The assignment for this week consists of four parts: the first three are obligatory, and the fourth is a bonus one. Include all the files with implemented functions/classes and the report for Tasks 2 and 4 in your submission.
Implement the function for deterministic sequential printing of N numbers for N processes,
using sequential_print.py as a template.
You should be able to test it with torchrun --nproc_per_node N sequential_print.py
Pay attention to the output format!
The pipeline you saw in the seminar shows only the basic building blocks of distributed training. Now, let's train something actually interesting!
For this task, let's take the CIFAR-100 dataset and train a model with synchronized Batch Normalization: this version of the layer aggregates the statistics across all workers during each forward pass.
Importantly, you have to call a communication primitive only once during each forward or backward pass; if you use it more than once, you will only earn up to 4 points for this task. Additionally, you are not allowed to use internal PyTorch functions that compute the backward pass of batch normalization: please implement it manually.
Also, implement a version of distributed training which is aware of gradient accumulation:
for every batch that doesn't run optimizer.step
, you do not need to run All-Reduce for gradients at all.
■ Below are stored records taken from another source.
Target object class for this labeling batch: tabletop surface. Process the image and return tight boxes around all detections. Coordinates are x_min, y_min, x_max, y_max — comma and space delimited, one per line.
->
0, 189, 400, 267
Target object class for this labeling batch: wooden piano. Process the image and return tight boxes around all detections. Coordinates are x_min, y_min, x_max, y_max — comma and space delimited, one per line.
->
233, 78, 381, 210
Compare the performance (in terms of speed, memory footprint, and final quality) of your distributed training pipeline with the one that uses primitives from PyTorch (i.e., torch.nn.parallel.DistributedDataParallel and torch.nn.SyncBatchNorm). You need to compare the implementations by training with at least two processes, and your pipeline needs to have at least 2 gradient accumulation steps.
In addition, test the SyncBN layer itself by comparing the results with standard BatchNorm1d and changing the number of workers (1 and 4), the size of activations (128, 256, 512, 1024), and the batch size (32, 64).
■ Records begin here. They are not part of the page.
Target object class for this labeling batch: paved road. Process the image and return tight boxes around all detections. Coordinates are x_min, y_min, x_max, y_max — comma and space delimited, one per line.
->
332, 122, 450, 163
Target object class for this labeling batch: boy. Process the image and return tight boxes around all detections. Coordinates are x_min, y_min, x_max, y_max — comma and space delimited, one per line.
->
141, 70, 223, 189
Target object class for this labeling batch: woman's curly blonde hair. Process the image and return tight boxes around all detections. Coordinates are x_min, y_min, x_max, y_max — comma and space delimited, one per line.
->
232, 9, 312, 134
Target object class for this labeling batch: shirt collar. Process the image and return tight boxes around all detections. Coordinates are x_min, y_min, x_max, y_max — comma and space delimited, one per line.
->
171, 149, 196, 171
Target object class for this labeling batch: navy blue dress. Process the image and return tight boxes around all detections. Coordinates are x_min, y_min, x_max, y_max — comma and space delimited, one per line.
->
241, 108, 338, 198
Compare the results of forward/backward passes in the following setup:
- FP32 inputs come from the standard Gaussian distribution;
- The loss function takes the outputs of batch normalization and computes the sum over all dimensions for first B/2 samples (B is the total batch size).
A working implementation of SyncBN should have reasonably low atol
(at least 1e-3) and rtol
equal to 0.
This test needs to be implemented via pytest
in test_syncbn.py: in particular, all the above
parameters (including the number of workers) need to be the inputs of that test.
Therefore, you will need to start worker processes within the test as well: test_batchnorm
contains helpful
comments to get you started.
The test can be implemented to work only on the CPU for simplicity.
Finally, measure the GPU time (2+ workers) and the memory footprint of standard SyncBatchNorm and your implementation in the above setup: in total, you should have 8 speed/memory benchmarks for each implementation.
Provide the results of your experiments in a .ipynb
/.pdf
report and attach it to your code
when submitting the homework.
Your report should include a brief experimental setup (if changed), results of all experiments with the commands/code
to reproduce them, and the infrastructure description (version of PyTorch, number of processes, type of GPUs, etc.).
Use syncbn.py and ddp_cifar100.py as a template.
Until now, we only aggregated the gradients across different workers during training. But what if we want to run distributed validation on a large dataset as well? In this assignment, you have to implement distributed metric aggregation: shard the dataset across different workers (with scatter), compute accuracy for each subset on its respective worker and then average the metric values on the master process.
Also, make one more quality-of-life improvement of the pipeline by logging the loss (and accuracy!) only from the rank-0 process to avoid flooding the standard output of your training command. Submit the training code that includes all enhancements from Tasks 2 and 3.
Using allreduce.py as a template, implement the Ring All-Reduce algorithm
using only point-to-point communication primitives from torch.distributed
.
Compare it with the provided implementation of Butterfly All-Reduce
and with torch.distributed.all_reduce
in terms of CPU speed, memory usage and the accuracy of averaging.
Specifically, compare custom implementations of All-Reduce with 1–32 workers and compare your implementation of
Ring All-Reduce with torch.distributed.all_reduce
on 1–16 processes and vectors of 1,000–100,000 elements.